A conservation group has filed a lawsuit over the Trump administration's plans to offer oil and gas leases near three national monuments in the southeast part of Utah.
The Southern Utah Wilderness Alliance (SUWA) alleges in U.S. District Court for the District of Utah that the Interior Department's Bureau of Land Management (BLM) violated federal law in 2018 when it offered 35 leases covering about 54,508 acres at two lease sales in The Southern Utah Wilderness Alliance v. David Bernhardt et al, No. 2:19-cv-266.
Specifically, SUWA claims BLM ran afoul of the National Environmental Policy Act, the Federal Land Policy and Management Act and the Administrative Procedures Act. All of the leases are in San Juan County, near the Bears Ears, Canyons of the Ancients and Hovenweep national monuments. The area has seen mostly conventional but also some unconventional oil and gas drilling. San Juan County overlays the Paradox Basin, which includes the Cane Creek and Hovenweep shales.

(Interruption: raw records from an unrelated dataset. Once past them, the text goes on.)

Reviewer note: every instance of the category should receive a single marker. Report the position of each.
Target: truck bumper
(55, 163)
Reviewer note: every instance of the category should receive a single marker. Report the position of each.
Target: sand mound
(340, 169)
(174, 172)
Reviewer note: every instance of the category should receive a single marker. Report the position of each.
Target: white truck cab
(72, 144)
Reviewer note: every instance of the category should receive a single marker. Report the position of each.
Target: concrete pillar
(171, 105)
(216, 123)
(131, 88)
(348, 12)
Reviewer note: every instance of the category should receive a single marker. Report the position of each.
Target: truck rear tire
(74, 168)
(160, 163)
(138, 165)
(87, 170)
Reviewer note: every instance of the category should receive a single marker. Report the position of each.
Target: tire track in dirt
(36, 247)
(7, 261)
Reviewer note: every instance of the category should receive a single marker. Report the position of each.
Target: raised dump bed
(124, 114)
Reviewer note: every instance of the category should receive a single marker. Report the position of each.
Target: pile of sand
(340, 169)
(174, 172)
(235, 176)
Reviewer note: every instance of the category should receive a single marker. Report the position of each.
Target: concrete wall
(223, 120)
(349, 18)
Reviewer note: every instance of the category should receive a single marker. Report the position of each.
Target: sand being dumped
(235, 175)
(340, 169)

At issue are 20 leases covering 28,805 acres of public land that BLM offered at a sale in March 2018, followed by 15 leases for 25,698 acres offered in December. BLM denied SUWA's protests of the sales last May and again in February, according to the complaint.
"The BLM has placed the final pieces, completing its puzzle of oil and gas leases located at the doorstep of Bears Ears, Hovenweep and Canyons of the Ancients National Monuments," said SUWA staff attorney Landon Newell. "And the BLM has done so without considering the 'big picture' impacts to national monuments and climate change and the surrounding landscapes, including impacts to dark night skies and the region's rich cultural heritage."
Trump signed proclamations in December 2017 to reduce the size of Bears Ears by 83% to 228,784 acres from 1.35 million, and for trimming the Grand Staircase-Escalante National Monument by 46% to about one million acres. Environmental and tribal groups have filed lawsuits in U.S. District Court for the District of Columbia to challenge the reductions.